After lengthy negotiations, the final reform for Spain’s public broadcaster has been approved, pushing RTVE towards greater independence and transparency.

On June 22, Spain’s Congress approved a reform for the Corporación de Radio y Televisión Española (RTVE), to improve the management and image of the public broadcaster by steering it away from years of corruption and government influence.

The reform established that the President of RTVE and its Board members will have to go through a public contest and be ratified by a two-thirds majority in Spain’s Congress and Senate. If not reached, four parliamentary groups will intervene to create an absolute majority. The reform was agreed by all parties in June 2017.

However, during a Parliamentary session on September 13, the People’s Party (Partido Popular – PP) proposed an amendment that would require more parliamentarians but fewer parties, which would reduce the consensus and – most importantly – step back from the agreements reached during the summer.

The PP proposed that the second ballot for the vote for RTVE’s president and board should require the support of three-fifths of the Chamber, rather than the two-thirds previously agreed on.

This meant that in case the nominations would not be resolved in the first ballot, the sum of the PP and the Spanish Socialist Workers’ Party’s (Partido Socialista Obrero Español – PSOE) vote, which are the two main parliamentary groups, would have been enough to reach the number of votes necessary to make a decision. Thus, the final elections of the public broadcaster’s representative bodies would have fallen in the majority parties, marginalising the rest of the parliamentary groups.

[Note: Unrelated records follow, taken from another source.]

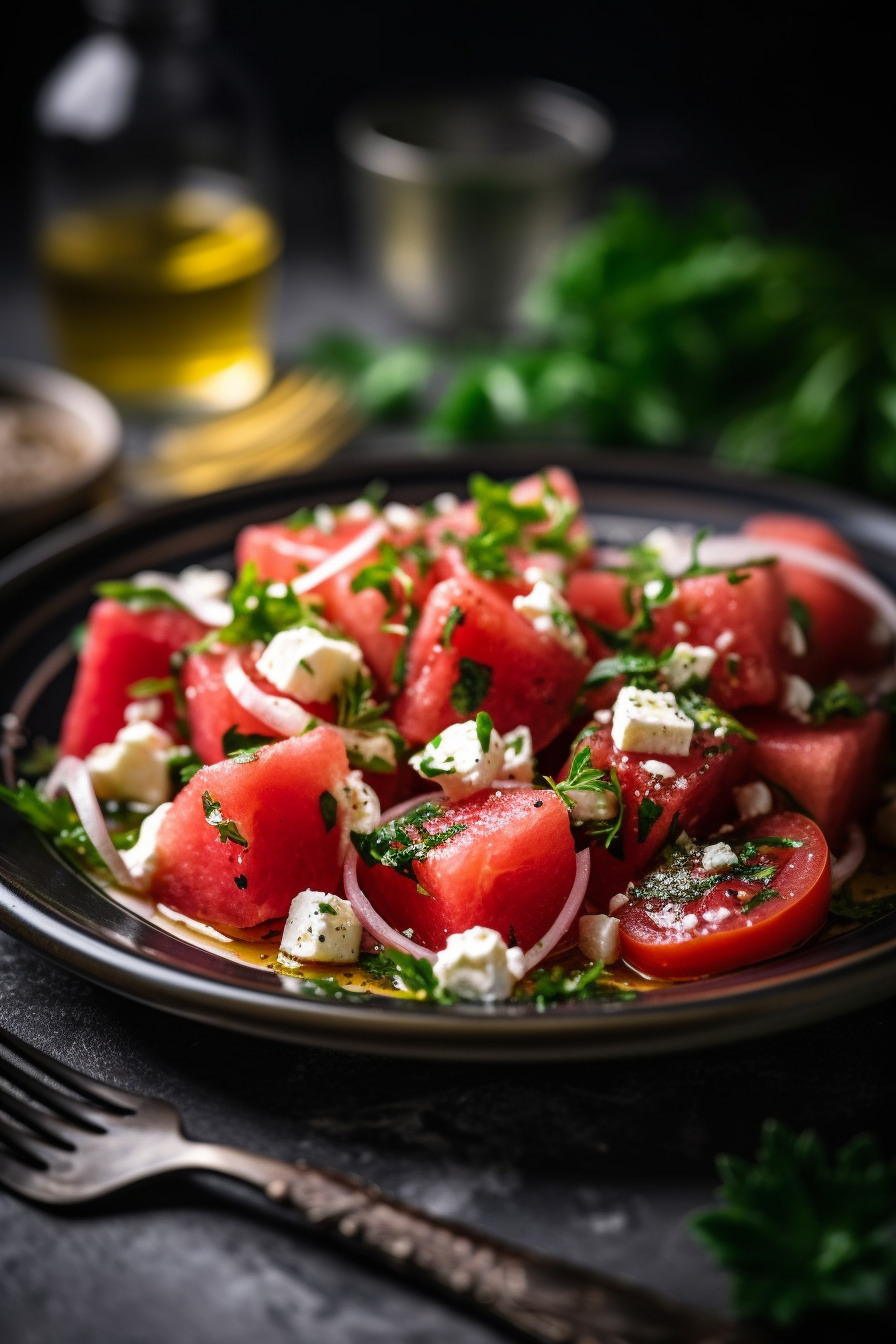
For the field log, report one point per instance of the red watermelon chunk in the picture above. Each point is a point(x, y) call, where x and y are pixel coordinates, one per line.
point(511, 870)
point(696, 801)
point(281, 551)
point(211, 710)
point(493, 660)
point(840, 626)
point(121, 647)
point(832, 772)
point(743, 620)
point(276, 804)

This change was blocked on September 21 when the Congress finally approved the June reform, discarding the PP’s proposed amendment with the consensus of the PSOE, Ciudadanos and Podemos. The new law has been approved to “recover the independence of the corporation RTVE and the pluralism in the parliamentary election of its organs”.

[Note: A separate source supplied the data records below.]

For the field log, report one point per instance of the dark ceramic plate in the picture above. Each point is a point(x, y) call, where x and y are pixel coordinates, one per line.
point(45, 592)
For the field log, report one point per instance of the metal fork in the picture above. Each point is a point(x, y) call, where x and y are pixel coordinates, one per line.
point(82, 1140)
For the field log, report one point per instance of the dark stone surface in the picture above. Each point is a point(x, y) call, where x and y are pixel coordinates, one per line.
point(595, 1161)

Yet according to PSOE deputy José Miguel Camacho, “the work is not finished”. Camacho urged all parties to agree and work together to achieve greater independence, “to be a public service at the service of citizens and not parties,” putting an end to the vetoes, purges and constant manipulation [of RTVE]

“We will have the independence and pluralism that we have been reclaiming for years”

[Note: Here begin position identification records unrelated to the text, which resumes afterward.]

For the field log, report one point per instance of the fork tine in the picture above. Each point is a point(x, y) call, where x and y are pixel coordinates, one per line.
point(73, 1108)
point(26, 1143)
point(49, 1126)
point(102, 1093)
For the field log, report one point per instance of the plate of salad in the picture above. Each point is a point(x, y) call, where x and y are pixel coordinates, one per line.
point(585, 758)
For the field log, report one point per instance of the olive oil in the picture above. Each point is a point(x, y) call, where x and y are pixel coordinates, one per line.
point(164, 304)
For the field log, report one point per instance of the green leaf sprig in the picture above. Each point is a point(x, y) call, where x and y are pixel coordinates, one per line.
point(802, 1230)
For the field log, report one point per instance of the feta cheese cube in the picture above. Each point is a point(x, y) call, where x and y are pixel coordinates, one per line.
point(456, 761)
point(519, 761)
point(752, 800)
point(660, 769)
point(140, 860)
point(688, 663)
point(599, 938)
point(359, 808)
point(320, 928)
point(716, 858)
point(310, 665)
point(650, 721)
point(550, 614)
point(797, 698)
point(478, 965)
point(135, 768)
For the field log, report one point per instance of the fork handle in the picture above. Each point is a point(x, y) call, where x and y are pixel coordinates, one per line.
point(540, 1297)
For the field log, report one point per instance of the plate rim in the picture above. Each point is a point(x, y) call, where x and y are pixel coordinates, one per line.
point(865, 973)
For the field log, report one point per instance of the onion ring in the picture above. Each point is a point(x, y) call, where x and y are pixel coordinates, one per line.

However, the passing of the law still remains a very important step and a sign that things have started to change for public broadcasting in Spain.

We are very happy with what has happened today, fundamentally because it means that things have begun to change and that, sooner rather than later, we will have the independence and pluralism that we have been reclaiming for years,” said Alejandra Martínez, as spokesman of the Informational Councils, to info Libre.

The Senate also approved a motion submitted by the political party Podemos which sees the institution of a committee of experts with the aim of working on the basis of the public contest that will be used to designate the new president of RTVE.

According to Martínez, the new president “has to be someone with enthusiasm, with a clear direction and project, since right now RTVE is in a moment of almost last chance, and we have to take advantage of it to get out of irrelevance, and get back to the place that public radio and television deserve”.